Kıbrıs Türk Halkı alternatifsiz değildir derken, bunu laf olsun diye söylemediklerini vurgulayan Eroğlu, "Alternatifimiz devletimizdir. Bugün 26. doğum gününü kutlamaya hazırlandığımız Kuzey Kıbrıs Türk Cumhuriyeti artık bebek değil, çocuk da değildir. 26 yaşında genç, gürbüz bir delikanlıdır. İşte şimdi bu devletin 26. kuruluş yıldönümünü kutlamaya hazırlanıyoruz. 26 yıl önce kurduğumuz devlet yalnızca Anavatan Türkiye tarafından tanınmakla birlikte, gururla söylüyorum bugün modern demokratik bir devletin bütün organlarına ve vasıflarına sahiptir. Yasaması, yürütmesi ve bağımsız yargısıyla, bağımsız organlarıyla BM'ye üye, tanınmış birçok devleti imrendirecek demokratik bir yapıya sahiptir. Buna rağmen biz iyi niyetle 26 yıldır federasyon görüşüyoruz" diye konuştu.

 

"Rumlar iktidar değiştikçe katılaşıyor"

Eroğlu Türk tarafının girişimiyle müzakerelerin geçtiğimiz yıl yeniden başladığını hatırlatarak, "Biz iyi niyetimizi ve sabrımızı her şeye rağmen muhafaza ederek müzakere sürecini desteklediğimizi açıkladık. Bu sözümüzün arkasında durmaya da devam ediyoruz.Ancak görünen o ki Rum tarafında iktidar değişse de ortaya konan politikalar değişmiyor. Hatta gelen gideni aratıyor. Hristofyas da en az kendinden öncekiler kadar katı bir politika izliyor. Bu şartlar altında ne yazık ki müzakerelerin geleceğinden umutlu olmak için elimizde somut veriler bulunmuyor" dedi.

 

"İngilizlerin toprak iadesi Rumları tatmin etmez"

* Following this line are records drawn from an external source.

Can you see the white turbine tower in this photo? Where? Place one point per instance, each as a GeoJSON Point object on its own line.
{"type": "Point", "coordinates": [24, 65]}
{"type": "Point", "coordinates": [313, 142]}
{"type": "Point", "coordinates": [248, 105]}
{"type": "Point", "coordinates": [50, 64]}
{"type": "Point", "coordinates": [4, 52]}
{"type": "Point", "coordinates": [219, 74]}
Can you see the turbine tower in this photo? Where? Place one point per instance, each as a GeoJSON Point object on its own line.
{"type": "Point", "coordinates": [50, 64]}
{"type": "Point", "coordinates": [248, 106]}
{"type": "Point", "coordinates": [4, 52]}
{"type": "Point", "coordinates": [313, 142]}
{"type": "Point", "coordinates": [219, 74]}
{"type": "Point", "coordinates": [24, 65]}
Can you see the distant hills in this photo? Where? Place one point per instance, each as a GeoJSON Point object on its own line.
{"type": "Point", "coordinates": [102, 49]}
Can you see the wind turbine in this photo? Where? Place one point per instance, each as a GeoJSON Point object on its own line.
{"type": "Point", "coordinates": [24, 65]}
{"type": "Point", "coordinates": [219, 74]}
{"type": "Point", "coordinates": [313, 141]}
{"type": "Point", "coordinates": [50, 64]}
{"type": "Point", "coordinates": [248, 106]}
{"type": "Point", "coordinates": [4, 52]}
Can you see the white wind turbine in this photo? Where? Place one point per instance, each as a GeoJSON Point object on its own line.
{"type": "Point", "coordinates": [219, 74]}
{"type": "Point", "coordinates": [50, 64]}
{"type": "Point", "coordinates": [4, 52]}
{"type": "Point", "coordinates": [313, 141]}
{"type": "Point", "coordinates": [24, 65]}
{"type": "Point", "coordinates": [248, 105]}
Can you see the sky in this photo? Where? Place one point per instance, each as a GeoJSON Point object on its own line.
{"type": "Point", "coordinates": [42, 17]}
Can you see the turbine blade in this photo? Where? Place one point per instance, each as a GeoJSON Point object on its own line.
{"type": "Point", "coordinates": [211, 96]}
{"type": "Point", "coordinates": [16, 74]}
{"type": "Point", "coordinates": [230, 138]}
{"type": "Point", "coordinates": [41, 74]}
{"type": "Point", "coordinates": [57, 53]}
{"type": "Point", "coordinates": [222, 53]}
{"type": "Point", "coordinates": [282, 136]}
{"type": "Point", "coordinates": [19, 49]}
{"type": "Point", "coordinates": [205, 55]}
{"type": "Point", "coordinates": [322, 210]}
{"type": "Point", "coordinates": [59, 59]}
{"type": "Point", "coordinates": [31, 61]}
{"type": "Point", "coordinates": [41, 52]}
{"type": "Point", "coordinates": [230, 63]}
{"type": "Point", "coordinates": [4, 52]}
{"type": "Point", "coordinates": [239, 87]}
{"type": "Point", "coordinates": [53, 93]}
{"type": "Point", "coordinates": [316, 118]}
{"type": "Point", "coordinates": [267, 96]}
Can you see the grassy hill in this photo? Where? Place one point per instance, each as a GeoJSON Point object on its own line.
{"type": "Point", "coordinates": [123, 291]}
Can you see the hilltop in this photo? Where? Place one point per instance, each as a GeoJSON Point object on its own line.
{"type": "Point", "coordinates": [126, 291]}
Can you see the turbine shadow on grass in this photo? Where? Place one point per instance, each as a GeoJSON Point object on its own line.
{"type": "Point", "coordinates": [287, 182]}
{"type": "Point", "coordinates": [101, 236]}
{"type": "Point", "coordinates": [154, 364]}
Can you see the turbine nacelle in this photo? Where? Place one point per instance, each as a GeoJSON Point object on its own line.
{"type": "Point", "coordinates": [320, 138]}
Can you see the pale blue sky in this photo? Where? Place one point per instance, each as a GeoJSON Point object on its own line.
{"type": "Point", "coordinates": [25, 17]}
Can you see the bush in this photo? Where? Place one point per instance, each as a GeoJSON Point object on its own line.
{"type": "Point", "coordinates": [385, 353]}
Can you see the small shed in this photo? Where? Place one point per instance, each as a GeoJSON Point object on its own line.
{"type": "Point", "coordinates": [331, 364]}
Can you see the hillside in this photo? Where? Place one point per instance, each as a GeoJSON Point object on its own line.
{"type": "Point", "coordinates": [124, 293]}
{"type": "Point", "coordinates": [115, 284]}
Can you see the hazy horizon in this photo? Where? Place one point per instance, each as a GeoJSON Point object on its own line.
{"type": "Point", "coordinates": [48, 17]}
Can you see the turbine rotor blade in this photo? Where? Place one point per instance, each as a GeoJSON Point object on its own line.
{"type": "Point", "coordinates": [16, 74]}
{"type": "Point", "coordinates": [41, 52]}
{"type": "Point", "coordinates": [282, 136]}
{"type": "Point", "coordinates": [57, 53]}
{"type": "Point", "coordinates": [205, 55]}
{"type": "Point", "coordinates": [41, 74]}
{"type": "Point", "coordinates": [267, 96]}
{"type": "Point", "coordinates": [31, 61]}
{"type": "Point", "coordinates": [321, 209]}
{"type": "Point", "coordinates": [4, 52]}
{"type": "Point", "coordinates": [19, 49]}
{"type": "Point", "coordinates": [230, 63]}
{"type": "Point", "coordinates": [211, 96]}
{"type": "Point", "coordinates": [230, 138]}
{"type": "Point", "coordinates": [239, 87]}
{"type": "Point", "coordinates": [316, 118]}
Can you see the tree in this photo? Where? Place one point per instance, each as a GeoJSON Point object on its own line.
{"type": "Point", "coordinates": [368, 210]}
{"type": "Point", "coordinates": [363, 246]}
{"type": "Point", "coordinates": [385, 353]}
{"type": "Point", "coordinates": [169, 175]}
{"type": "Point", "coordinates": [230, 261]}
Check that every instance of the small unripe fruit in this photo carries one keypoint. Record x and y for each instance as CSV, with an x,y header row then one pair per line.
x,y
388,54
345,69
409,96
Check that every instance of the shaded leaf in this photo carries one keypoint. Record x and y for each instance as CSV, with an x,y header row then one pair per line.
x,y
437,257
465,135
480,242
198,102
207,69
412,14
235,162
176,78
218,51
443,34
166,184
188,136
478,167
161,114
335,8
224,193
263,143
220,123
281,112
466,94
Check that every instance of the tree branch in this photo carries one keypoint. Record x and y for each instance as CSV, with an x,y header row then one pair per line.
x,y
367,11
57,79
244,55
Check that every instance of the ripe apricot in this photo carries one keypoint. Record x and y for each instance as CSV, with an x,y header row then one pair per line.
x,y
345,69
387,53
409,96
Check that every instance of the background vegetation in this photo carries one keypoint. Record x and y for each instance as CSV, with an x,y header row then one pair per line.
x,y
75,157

Toplantıda soruları cevaplayan KKTC Başbakanı Eroğlu, İngiltere'nin, garantör bir ülke olarak barışı teşvik için toprak önerisi bir jest olarak değerlendirdi. İngiliz üslerinin Kıbrıs'ın yüzde 2.6 gibi çok küçük bir toprak parçasını oluşturduğunu belirten Eroğlu, "Rumların bu kadar küçük bir toprak parçası ile tatmin olacaklarını sanmıyorum. Rumlar daha külliyetli bir toprak istiyor. Bu bir jettir çok fazla bir şey ifade etmez. Bilindiği gibi İngiltere, bu üsleri egemen üs bölgesi olarak AB dışında bırakmıştı. Bu kadar küçük bir yüzölçüme sahip olan İngiliz üsleri egemen oluyor da niçin KKTC'nin egemenliği kabul edilmiyor. Bunu anlamak mümkün değil" görüşünü ifade etti.

 

"Referandumdan 'Hayır' çıkar"

Eroğlu, Kıbrıs Türk halkının, müzakere sürecinin geleceği konusundaki eğilimini "Şu anda kamuoyunun bu müzakereden bir sonuç çıkacağından umudu iyice azaldı. Nüfusun neredeyse yüzde 70-80 iki devletli yapıdan yana görülüyor. Bu nedenle şu anda bir referandum yapılırsa sonuç hayır çıkar" şeklinde yorumladı.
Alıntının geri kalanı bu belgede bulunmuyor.